Google Earth in VR lets you to explore the whole world in virtual reality. If in Google Earth for PC you zoom in using your mouse, here you use the VR controllers: you see a little earth in front of you and you start zoom the location you want to visit. Once you’re close enough, you can move using your VR controllers: you point them in the direction towards you want to move and you’ll see you moving inside VR. You can walk, but the most awesome thing to do is fly above cities and look all the wonderful things, like if you were on an airplane exploring all the most remote corners of this world. The locomotion system they picked up is obviously non optimal for VR: if you don’t have VR-legs, this surely leads you to motion sickness. Google has partially solved this problem using one of the most known tricks for reducing motion sickness: FOV reduction. While you move, all the most external parts of your visuals become black, so FOV is highly reduced and this makes sickness sensation diminish (reason is that FOV is correlated with motion sickness). People having tried it have reported that the trick works, so that you don’t feel sick (even if I can imagine that people very sensitive to simulation sickness will suffer from it the same).
(Video by UploadVR)
You can move in this cool way, or you can pick some points of interest from a proposed list of interesting places, always using your VR controllers.
The objects you see in VR are for most part 3D reconstruction of environments, using satellitar images and depth/height informations (remember that Google Earth/Maps is 3D now in all most important cities). Some well known places, instead, have been completely remodeled in 3D (yikes! I imagine the cost of all this operation) and the results are really astonishing.
Google says that this is officially a Google project and not a demo (really? Gmail has been in beta for years and this is an official release ?!). They will improve it a lot in the next times.
I, like lots of other people, hope they’ll add some cool feature like social integration: Google VR with social could be really cool… we could go virtually on vacations with our friends in all places of the world!
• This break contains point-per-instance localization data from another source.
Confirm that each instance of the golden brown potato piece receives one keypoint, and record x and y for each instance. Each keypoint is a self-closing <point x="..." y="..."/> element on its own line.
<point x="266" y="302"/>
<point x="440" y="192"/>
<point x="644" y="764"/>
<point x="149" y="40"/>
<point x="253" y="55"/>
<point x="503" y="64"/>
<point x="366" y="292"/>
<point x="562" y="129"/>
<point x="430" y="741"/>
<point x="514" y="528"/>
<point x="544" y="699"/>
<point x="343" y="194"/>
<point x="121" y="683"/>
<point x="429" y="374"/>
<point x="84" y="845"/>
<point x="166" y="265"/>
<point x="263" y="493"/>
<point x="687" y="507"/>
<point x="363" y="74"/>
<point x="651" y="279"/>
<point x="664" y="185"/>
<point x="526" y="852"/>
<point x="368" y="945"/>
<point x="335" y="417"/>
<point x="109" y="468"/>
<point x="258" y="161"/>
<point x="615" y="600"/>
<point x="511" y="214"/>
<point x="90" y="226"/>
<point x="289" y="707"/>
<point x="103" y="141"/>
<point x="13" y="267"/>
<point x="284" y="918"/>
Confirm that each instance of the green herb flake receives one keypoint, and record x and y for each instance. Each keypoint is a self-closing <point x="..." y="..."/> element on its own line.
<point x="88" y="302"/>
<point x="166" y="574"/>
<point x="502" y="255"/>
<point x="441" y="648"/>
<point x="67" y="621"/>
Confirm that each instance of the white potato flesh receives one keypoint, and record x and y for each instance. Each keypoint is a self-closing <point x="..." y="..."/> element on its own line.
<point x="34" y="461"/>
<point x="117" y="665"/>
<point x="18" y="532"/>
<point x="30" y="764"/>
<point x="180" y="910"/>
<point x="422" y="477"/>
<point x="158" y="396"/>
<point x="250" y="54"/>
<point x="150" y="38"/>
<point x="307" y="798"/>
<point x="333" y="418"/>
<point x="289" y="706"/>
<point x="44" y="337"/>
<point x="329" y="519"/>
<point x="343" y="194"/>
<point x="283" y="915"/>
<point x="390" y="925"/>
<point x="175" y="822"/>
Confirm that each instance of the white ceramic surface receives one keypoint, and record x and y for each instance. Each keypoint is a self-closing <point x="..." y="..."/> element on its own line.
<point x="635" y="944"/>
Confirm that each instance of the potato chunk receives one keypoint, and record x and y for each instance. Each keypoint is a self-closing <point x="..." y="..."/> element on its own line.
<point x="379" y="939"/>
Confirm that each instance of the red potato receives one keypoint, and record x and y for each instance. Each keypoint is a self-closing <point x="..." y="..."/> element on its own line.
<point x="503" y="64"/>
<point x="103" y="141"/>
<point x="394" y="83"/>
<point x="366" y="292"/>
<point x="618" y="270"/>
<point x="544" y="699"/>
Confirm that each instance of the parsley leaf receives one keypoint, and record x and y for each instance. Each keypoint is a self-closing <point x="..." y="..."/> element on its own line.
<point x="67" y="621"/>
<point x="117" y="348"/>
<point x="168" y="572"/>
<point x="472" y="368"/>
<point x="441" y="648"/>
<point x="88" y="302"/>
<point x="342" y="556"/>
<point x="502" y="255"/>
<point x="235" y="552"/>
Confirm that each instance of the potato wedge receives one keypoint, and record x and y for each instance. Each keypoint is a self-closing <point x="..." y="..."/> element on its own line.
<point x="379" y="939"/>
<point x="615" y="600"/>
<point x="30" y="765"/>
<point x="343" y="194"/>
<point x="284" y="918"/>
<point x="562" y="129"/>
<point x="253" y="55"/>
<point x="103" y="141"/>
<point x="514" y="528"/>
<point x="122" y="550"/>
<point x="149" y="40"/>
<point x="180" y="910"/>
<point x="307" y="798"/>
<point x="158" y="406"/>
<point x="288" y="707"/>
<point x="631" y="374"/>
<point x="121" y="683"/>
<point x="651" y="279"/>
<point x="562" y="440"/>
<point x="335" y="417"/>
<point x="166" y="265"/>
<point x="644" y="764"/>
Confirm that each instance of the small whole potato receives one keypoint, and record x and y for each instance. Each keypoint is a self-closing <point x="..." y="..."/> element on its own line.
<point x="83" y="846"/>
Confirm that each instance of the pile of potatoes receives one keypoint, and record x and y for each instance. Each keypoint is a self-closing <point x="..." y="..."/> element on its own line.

It will be like really being there… awesome. I think that Google Earth/Maps in VR can be huge… I can envision lots of possible different applications, like:
- Virtual travels;
- Virtual navigators (in the sense that I learn the path that I have to follow testing it before actually driving it in my car);
- Virtual driving school in your city… why not?
- Virtual architecture: envision how a new building can fit inside a certain place of the city;
- Etc…
At moment, this cool projects works only with HTC Vive. When asked why, Google has answered this way
I think that this means that all navigation is made using virtual reality controllers and almost no-one has Oculus Touch (they will start shipping on December, 6th), so it would be useless to release it now for Oculus. It’s better to release Oculus porting later, maybe with a new marketing effort.
At moment, we Oculus users are all like this
Anyway, Google Earth VR is the kind of projects that make me proud of being part of this great VR hype. It has lots of super-positive reviews and it gave lots of excitement to all of us! Kudos to you, Google!